Since the Minimum Wage was last set in July 2009, at $7.25 per hour, the US federal minimum wage has declined in real terms. The US minimum wage is relatively low compared to median wages.
There are many reasons for this low wage growth – factors, such as automation, increased competitiveness due to globalisation, a decline in trades unions and a rise in monopsony power of employers.
There has been increased scrutiny of the US manufacturing sector in recent years. Since 2009, US manufacturing saw a sharp rebound (from a very deep recession) However, since 2012, manufacturing output has stagnated, struggling to transcend the previous peak of 2007.
Manufacturing employment staged a small recovery from 11 million to over 12 million employed at the start of 2016. However, this graph illustrates the long-term decline of US manufacturing employment, which has occurred over the past couple of decades.
A signature policy of Obama was the automobile bailout package. Controversially, he authorised a major bailout of GM and Chrysler who were at risk of bankruptcy. The automobile bailout has generally been considered a success with both companies successfully turning around their business. Without the bailout, there would have been significant job losses in the automobile and related industries.
US inflation has remained low, with some periods of cost-push inflation in 2011.
Given the state of the economy in 2009, the economic performance of the Obama years could easily have been worse. Compared to similar economies, the US economy was relatively strong – with an impressive decline in unemployment and reasonably strong economic growth. Despite fears over the economic stimulus package, there were no adverse consequences – there was no inflationary impact or rising bond yields. It compares well compared the relative austerity of Europe.
Despite the impressive figures of GDP and unemployment, many workers have not felt much of a recovery in their wages and job security. New jobs are increasingly in the new flexible ‘gig economy’ which give firms greater flexibility but offers lower wages and greater insecurity to workers. Also, the challenges of rapid technological change and increased automation of manufacturing processes have led to profound changes in the US labour market, which have led to higher inequality and insecurity.

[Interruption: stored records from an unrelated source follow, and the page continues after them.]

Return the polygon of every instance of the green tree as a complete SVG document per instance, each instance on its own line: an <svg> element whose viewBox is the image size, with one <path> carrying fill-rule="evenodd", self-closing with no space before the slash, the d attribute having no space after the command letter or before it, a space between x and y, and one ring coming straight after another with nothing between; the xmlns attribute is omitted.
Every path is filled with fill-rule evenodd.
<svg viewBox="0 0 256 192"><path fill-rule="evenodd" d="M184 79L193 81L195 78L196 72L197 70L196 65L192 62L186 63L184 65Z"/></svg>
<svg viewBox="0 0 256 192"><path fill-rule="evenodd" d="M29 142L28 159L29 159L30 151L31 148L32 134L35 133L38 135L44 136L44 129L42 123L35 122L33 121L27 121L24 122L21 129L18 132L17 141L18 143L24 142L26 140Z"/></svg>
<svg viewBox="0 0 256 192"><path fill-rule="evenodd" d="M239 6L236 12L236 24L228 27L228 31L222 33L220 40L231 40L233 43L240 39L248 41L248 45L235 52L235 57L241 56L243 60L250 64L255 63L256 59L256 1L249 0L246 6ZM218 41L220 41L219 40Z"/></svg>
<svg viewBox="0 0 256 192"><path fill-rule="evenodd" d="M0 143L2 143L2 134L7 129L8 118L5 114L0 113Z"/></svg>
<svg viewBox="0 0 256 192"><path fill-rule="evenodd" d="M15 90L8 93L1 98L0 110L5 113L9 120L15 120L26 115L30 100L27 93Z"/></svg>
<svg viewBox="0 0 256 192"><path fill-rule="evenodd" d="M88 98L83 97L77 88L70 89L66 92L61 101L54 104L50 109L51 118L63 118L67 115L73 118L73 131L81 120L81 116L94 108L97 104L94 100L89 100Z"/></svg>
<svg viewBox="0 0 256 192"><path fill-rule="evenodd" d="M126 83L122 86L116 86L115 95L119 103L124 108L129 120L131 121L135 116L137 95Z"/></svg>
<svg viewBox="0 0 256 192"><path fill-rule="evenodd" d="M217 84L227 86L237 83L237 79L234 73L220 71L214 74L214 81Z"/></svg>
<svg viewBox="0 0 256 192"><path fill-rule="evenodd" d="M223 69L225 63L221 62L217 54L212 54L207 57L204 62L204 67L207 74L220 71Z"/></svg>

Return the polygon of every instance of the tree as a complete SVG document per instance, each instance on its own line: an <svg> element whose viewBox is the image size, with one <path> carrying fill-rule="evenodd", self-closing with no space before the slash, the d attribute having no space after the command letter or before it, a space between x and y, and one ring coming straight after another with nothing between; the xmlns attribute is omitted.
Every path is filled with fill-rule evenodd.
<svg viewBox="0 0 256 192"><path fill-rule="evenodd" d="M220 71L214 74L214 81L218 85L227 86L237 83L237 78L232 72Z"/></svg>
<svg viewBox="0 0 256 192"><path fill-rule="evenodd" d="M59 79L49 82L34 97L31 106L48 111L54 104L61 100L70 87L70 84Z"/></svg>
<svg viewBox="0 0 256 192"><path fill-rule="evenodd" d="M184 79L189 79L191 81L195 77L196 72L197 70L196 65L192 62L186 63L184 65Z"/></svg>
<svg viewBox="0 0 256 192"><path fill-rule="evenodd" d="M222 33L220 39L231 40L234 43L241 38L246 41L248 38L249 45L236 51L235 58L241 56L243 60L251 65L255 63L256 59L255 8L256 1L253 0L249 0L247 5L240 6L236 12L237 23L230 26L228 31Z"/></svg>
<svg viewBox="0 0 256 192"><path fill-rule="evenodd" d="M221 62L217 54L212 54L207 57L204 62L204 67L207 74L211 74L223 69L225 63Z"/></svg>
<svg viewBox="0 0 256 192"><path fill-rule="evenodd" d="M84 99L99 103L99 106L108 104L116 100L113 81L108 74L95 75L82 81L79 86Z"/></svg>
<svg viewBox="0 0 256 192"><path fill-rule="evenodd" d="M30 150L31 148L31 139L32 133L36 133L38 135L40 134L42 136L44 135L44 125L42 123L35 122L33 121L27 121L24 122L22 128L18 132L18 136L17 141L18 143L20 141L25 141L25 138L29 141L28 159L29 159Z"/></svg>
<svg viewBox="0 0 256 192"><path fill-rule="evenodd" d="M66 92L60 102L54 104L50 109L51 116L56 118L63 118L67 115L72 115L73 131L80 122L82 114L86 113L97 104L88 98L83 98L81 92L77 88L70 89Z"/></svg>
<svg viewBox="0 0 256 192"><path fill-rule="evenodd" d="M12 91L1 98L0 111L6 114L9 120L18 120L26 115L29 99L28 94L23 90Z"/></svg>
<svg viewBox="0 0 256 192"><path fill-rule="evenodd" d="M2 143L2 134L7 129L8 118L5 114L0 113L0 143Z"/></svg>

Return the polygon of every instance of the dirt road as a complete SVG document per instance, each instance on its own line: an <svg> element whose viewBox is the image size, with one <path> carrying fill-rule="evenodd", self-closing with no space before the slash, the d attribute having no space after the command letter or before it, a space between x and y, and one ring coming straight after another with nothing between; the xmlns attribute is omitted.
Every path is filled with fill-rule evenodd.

In Obama’s defence, it is difficult for a President to overcome these global technological and structural developments, which are almost unstoppable. Given low wage growth and greater job insecurity, the most effective way to improve living standards for the low paid is probably to extend welfare support – such as free health care – rather than try to return to the days of 17 million people working in US manufacturing. In this regard, Obama health care offers some improved living standards for the previously uninsured.